Les contrôles modernes ne se contentent plus de prélèvements urinaires ponctuels, mais s’appuient maintenant sur des profils biologiques à long terme, des données horodatées et des contrôles aléatoires. L’objectif est simple : rendre plus difficile l’utilisation des SARMs ou des composés liés à l’hormone de croissance qui manipulent la performance.
Ci-dessous sont les composés souvent mentionnés dans le milieu de la performance ; tous interdits dans le système olympique. Les informations fournies ici sont à titre éducatif.
Ostarine (MK-2866)
Ostarine se lie aux récepteurs androgènes dans les muscles et les os. Dans les cercles d’entraînement quotidiens, on en parle pour son soutien à la masse maigre. Dans le monde olympique, même une quantité infime déclenche une sanction. Il s’agit d’une responsabilité objective, intentionnelle ou non.
Ibutamoren (MK-677)
Ibutamoren agit sur le récepteur de la ghréline et stimule la libération de l’hormone de croissance. Les gens le mentionnent généralement pour la récupération ou le sommeil. Comme il influence les voies de croissance, les Jeux olympiques le surveillent de près. En dehors de cet écosystème, la décision est personnelle.
RAD140 (Testolone)
RAD140 est connu pour son signal anabolique puissant. Les autorités considèrent toute substance présentant une haute activité anabolique comme particulièrement préoccupante. À l’extérieur du sport d’élite, la conversation se déplace vers la durée du cycle et la planification PCT.
Sommaire
Ultimement, Milano Cortina 2026 se prépare à retourner aux bases. Ces Jeux s’éloignent des « bulles olympiques » stériles et artificielles que nous avons vues récemment. Il s’agit d’un retour aux montagnes naturelles. Les organisateurs laissent le paysage faire le gros du travail en répartissant les événements dans le nord de l’Italie.
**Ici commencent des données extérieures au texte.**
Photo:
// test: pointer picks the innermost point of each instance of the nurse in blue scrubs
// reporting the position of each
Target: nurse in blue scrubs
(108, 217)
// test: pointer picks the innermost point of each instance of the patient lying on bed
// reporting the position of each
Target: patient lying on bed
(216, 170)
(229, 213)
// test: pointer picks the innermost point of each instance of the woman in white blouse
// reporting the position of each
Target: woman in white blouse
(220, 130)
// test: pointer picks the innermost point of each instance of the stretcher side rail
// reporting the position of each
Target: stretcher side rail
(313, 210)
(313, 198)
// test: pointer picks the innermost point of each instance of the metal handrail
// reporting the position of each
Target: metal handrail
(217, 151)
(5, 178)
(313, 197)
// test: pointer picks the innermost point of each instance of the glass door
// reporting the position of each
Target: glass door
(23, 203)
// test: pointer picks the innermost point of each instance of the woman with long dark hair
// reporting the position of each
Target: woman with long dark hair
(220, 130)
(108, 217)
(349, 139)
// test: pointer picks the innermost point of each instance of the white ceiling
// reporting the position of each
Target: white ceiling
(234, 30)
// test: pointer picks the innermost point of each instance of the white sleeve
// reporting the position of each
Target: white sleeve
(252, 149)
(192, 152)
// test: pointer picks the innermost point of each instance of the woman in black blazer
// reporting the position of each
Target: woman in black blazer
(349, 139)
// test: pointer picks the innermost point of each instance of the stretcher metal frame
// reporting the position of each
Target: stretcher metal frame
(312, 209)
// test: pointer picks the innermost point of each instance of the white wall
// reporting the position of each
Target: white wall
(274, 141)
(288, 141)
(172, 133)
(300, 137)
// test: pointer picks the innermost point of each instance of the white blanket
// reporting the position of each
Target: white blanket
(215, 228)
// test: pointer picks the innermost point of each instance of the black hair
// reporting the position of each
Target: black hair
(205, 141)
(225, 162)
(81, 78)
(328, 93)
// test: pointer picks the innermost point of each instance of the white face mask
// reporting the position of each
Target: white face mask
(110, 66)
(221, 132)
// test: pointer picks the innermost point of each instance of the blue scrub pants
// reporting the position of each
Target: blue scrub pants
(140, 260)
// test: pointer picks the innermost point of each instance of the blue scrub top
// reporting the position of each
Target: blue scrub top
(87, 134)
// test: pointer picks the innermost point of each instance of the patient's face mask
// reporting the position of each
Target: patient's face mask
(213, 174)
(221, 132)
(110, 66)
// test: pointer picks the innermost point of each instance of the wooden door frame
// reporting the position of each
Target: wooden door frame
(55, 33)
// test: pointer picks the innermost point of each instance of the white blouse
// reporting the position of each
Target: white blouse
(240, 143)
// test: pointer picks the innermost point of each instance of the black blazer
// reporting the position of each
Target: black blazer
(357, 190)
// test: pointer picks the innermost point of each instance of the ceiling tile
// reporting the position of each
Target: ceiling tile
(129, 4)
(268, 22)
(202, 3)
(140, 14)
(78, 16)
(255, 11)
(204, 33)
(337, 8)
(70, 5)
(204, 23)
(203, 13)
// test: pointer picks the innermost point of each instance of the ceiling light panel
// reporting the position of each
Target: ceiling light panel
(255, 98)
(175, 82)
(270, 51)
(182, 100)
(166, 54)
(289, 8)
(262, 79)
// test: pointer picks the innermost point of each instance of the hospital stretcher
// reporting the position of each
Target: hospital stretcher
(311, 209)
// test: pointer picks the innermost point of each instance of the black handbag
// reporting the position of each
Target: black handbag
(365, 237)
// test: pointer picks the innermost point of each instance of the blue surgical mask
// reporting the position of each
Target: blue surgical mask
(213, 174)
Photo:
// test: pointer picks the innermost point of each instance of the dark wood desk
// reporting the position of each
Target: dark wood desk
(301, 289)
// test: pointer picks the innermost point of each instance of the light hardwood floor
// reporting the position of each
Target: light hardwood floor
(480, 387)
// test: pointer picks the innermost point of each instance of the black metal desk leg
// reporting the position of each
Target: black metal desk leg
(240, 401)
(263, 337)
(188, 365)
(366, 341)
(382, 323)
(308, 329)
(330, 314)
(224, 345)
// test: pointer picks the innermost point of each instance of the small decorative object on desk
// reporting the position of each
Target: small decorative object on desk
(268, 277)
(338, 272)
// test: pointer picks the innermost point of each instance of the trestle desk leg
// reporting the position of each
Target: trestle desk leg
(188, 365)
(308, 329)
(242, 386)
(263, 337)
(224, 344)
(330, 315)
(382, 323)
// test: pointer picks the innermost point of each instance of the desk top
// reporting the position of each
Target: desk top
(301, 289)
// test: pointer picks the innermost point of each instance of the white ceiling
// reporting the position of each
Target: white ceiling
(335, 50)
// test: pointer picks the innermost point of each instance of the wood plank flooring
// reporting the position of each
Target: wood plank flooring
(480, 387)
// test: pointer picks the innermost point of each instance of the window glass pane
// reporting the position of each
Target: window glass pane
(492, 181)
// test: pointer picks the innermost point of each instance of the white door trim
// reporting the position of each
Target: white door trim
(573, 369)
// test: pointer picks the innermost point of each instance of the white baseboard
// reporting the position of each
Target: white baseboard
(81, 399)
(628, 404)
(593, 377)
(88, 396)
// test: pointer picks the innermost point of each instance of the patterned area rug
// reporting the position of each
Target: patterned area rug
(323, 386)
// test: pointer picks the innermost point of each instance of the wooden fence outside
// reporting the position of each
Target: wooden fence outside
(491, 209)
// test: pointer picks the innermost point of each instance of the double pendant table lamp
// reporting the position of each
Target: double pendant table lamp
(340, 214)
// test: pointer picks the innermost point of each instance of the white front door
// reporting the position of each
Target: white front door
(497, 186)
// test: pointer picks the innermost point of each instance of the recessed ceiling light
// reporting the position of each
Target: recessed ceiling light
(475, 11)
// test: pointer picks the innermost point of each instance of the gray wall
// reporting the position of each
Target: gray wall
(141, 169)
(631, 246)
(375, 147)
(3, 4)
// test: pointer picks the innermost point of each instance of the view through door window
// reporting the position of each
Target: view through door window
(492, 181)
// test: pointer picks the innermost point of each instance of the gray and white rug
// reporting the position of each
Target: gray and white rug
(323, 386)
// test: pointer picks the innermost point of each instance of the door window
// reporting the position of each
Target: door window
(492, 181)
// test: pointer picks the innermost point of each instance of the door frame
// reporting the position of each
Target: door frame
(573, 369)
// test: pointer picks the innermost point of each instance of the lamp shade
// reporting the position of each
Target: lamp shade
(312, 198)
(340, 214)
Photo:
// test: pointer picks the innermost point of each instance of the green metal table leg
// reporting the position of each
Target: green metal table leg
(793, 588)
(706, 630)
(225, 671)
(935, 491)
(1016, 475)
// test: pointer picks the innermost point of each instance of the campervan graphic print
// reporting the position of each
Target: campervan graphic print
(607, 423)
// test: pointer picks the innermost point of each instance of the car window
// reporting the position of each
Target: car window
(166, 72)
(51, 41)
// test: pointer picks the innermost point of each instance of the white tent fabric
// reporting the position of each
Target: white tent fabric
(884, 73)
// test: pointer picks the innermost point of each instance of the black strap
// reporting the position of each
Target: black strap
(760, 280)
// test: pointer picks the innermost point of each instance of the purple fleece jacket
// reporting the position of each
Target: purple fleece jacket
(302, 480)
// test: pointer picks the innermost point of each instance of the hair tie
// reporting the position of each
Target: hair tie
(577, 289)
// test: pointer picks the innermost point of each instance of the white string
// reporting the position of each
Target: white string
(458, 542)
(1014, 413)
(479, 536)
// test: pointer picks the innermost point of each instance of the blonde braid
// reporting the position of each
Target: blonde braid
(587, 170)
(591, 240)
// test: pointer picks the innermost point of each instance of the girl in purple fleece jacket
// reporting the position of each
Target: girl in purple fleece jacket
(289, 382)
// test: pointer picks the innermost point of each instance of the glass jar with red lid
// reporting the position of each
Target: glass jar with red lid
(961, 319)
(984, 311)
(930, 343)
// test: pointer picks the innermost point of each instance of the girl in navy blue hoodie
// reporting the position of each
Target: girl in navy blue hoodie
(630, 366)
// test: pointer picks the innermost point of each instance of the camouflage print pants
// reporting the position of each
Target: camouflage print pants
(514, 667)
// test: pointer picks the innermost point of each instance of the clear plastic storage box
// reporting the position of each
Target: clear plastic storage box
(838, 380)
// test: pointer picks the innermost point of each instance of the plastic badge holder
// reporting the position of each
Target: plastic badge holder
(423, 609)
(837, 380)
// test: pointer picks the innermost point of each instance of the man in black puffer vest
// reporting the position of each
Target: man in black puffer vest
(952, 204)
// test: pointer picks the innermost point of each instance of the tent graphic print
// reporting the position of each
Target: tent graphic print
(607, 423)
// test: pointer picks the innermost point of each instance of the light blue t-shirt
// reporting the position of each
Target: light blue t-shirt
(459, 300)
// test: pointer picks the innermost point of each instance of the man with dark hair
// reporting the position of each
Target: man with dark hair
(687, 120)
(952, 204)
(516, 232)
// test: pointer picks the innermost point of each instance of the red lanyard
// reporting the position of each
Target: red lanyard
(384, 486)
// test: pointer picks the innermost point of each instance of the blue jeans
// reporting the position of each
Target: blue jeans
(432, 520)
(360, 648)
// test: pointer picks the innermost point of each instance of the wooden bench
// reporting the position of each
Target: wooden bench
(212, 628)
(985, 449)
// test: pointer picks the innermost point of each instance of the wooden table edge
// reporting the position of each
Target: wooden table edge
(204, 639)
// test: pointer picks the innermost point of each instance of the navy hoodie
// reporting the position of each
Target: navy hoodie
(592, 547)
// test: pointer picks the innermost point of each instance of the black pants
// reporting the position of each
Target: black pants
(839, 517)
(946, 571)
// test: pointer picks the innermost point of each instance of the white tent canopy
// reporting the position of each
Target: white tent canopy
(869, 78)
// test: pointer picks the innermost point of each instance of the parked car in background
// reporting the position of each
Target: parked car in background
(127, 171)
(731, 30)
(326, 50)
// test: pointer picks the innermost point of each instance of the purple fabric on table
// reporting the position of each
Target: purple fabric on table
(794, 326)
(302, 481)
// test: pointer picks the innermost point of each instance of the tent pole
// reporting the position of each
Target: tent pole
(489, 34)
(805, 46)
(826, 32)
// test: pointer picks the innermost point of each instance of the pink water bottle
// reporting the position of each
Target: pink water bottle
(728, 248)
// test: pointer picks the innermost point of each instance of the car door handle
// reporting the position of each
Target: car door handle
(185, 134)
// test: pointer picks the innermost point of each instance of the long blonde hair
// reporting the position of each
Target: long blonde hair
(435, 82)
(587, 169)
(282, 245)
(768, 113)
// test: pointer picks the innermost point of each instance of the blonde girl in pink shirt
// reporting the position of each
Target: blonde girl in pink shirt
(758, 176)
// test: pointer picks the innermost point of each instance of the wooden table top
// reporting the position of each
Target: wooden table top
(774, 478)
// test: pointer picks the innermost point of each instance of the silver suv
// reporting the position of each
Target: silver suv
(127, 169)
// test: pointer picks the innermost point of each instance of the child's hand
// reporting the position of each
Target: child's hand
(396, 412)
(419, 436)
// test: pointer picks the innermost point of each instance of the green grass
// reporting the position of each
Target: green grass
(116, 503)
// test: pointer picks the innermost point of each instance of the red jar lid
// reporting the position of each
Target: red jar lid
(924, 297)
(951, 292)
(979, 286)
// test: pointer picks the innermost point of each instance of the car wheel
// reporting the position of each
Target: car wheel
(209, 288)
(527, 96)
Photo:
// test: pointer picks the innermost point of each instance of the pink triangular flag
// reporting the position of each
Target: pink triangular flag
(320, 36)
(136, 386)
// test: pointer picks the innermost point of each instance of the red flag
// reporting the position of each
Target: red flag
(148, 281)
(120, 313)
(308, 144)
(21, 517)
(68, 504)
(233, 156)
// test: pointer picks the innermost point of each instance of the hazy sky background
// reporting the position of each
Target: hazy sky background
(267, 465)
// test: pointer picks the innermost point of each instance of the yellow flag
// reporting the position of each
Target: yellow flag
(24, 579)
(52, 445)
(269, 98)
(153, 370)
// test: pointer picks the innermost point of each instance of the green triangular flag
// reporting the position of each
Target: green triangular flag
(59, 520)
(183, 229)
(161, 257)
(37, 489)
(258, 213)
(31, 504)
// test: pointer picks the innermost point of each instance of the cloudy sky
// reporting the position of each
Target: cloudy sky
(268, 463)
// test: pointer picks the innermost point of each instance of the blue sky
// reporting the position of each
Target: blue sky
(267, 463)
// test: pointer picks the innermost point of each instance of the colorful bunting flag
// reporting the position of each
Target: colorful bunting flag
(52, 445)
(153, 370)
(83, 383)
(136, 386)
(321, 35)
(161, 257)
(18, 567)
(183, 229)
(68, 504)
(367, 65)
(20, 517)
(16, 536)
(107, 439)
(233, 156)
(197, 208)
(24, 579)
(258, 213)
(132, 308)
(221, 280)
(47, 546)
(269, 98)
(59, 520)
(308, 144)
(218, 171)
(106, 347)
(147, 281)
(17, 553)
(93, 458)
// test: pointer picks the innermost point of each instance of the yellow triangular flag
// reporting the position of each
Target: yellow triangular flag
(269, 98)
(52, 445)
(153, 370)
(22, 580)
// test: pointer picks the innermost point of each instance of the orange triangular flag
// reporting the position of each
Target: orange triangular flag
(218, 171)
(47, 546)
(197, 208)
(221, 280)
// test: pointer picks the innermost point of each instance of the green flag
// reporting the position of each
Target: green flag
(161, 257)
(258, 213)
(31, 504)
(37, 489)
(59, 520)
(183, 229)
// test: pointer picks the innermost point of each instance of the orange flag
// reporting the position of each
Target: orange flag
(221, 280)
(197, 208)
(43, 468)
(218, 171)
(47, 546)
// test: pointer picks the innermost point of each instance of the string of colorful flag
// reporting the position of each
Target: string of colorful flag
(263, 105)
Cette décision offre l’ambiance d’un vrai festival hivernal plutôt qu’un projet de construction temporaire.
L’attrait est le même que vous regardiez depuis un chalet de ski dans les Alpes ou d’un salon aux Philippines. Nous voyons les limites absolues de ce que le corps humain peut accomplir, tandis que les personnes en coulisses veillent à ce que la compétition se déroule dans les règles. Les Jeux olympiques restent notre plus grande scène pour voir à quel point nous pouvons repousser les limites ; des poids historiques des premiers Jeux à la science moderne derrière la récupération et les composés de performance. L’Italie fournit simplement le décor enneigé parfait pour rejouer la scène.